Hi Paul,

thank you for the very thorough review (and especially - for the nits).

This is a partial review of draft-ietf-ipsecme-ddos-protection-06
up to Section 6. I hope to complete the rest in the next few days.

I think this document needs another revision before continuing.
(and I would prefer it to be split in two)

Issues / Questions:

   An obvious defense, which is described in Section 4.2, is limiting
   the number of half-open SAs opened by a single peer.  However, since
   all that is required is a single packet, an attacker can use multiple
   spoofed source IP addresses.

I am not sure why this is mentioned here in this way, because the attack
of spoofed source IP is already handled effectively with DOS cookies.
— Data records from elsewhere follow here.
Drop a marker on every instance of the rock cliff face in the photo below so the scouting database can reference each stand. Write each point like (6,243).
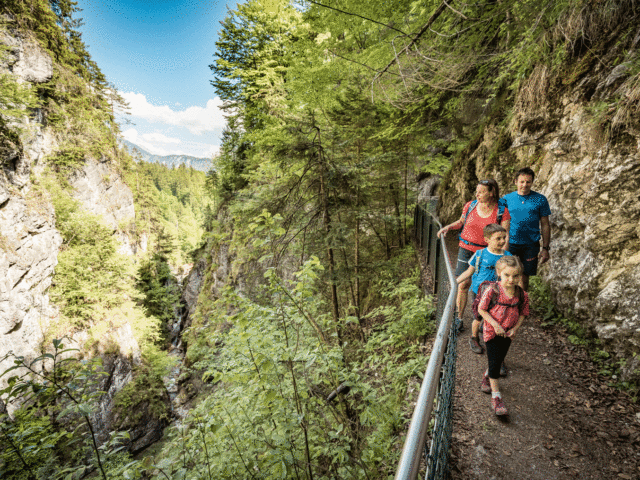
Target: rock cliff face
(29,241)
(591,178)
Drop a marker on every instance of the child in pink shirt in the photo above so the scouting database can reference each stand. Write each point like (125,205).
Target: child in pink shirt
(503,308)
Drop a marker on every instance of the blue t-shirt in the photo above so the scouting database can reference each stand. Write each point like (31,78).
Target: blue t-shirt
(526,212)
(485,269)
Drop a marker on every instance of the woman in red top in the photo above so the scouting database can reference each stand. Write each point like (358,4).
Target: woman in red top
(483,213)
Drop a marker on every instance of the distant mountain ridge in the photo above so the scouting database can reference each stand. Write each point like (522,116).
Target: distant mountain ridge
(171,161)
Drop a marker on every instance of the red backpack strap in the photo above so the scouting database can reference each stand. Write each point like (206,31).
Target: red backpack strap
(520,298)
(495,296)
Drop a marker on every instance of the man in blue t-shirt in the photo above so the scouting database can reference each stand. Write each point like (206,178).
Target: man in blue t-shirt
(529,222)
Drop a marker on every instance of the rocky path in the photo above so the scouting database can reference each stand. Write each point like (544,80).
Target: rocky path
(564,421)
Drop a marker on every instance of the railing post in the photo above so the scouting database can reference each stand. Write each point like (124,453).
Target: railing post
(436,268)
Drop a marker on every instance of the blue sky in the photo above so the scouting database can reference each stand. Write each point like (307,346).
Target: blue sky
(157,54)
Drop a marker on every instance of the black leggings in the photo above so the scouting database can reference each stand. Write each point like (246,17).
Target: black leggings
(497,349)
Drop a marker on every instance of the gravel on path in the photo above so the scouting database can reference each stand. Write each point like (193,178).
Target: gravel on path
(564,421)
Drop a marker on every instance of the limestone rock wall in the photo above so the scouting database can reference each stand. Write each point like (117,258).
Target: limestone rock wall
(29,241)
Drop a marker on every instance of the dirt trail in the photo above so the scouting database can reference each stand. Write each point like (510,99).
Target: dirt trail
(564,421)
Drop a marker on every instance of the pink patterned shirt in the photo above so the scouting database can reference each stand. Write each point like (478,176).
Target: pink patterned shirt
(506,316)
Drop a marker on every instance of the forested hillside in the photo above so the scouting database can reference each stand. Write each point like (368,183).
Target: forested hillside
(171,161)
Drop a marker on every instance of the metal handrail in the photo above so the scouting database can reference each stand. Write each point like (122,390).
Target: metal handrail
(412,451)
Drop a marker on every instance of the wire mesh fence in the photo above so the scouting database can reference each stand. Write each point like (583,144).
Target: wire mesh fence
(439,381)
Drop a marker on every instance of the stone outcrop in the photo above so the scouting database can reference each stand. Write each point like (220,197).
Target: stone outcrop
(27,60)
(29,241)
(29,244)
(102,192)
(591,179)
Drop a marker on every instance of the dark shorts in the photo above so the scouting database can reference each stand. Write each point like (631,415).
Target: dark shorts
(528,255)
(497,349)
(464,256)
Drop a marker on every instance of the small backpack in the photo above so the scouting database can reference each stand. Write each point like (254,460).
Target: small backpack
(501,207)
(493,301)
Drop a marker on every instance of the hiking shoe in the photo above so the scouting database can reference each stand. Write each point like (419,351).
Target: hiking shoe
(498,406)
(485,386)
(475,345)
I
think it is better to state "bot-nets are large enough that they have
enough unique IP addresses" and avoid talking about spoofing in this
section altogether.

Here are some general observations of IKEv2 vulnerabilities,
regardless of the existing and proposed defense mechanisms, which are described in subsequent sections.

   Stage #3 includes public key operations, typically more than one.
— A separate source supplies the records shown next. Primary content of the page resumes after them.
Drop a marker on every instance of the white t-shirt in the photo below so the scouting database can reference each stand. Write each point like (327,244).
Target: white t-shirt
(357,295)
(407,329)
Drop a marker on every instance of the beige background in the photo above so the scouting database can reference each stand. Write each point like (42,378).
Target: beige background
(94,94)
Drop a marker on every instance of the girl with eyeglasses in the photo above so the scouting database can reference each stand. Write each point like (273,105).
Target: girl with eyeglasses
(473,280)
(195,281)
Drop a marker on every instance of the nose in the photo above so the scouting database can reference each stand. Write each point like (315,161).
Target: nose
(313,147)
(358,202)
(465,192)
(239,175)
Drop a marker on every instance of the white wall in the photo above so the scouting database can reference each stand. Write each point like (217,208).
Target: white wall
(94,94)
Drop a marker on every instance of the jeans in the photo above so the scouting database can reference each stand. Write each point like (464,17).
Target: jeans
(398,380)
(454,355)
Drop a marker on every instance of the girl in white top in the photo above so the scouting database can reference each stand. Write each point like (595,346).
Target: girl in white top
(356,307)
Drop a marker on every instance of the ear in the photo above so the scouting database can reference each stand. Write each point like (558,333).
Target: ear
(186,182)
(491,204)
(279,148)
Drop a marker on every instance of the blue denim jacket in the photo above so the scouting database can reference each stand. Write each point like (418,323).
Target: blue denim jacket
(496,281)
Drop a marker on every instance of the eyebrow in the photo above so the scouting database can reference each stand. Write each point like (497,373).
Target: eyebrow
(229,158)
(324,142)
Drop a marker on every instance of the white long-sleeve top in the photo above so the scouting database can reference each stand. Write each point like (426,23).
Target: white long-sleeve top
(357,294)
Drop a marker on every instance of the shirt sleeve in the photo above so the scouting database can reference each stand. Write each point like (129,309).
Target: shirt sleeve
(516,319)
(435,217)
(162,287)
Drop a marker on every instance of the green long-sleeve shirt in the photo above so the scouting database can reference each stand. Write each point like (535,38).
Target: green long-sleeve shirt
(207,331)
It seems this sentence needs to say something that these operations are
very expensive, similar to describing the "effort" in the previous
sentences of stage #1 and stage #2.

OK. How about:

   Stage #3 may include public key operations if certificates are involved.
These operations are often more computationly expensive than those performed at stage #2.

   It seems that the first thing cannot be dealt with at the IKE level.
   It's probably better left to Intrusion Prevention System (IPS)
   technology.

I would rewrite this more authoritively, and not use the word "seems"

OK. How about:

   If an attacker is so powerfull that it is able to overwhelm
   the Responder's CPU that deals with generating cookies,
   then the attack cannot be dealt with at the IKE level and
must be handled by means of the Intrusion Prevention System (IPS) technology.

   Depending on the Responder implementation, this can be repeated with
   the same half-open SA.

I don't think this "depends on the implemention". Since any on-path
attacker can spoof rubbish, a Responder MUST ignore the failed packet
and remain ready to accept the real one for a certain about of time.

"Depending on the Responder implementation" means here that if along with discarding the failed packet the Responder also discards the computed SK_* keys, then it will need to re-calculate them again
when the next IKE_AUTH packet is received, so the attack can be
repeated. The SK_* keys don't depend on IKE_AUTH messages,
so in general there is no need to discard them even if the received
IKE_AUTH packet failed to decrypt properly, and the draft advises to keep them in this case. However, implementations may have good reasons to do this (e.g. to free hardware resources if crypto is performed in HW).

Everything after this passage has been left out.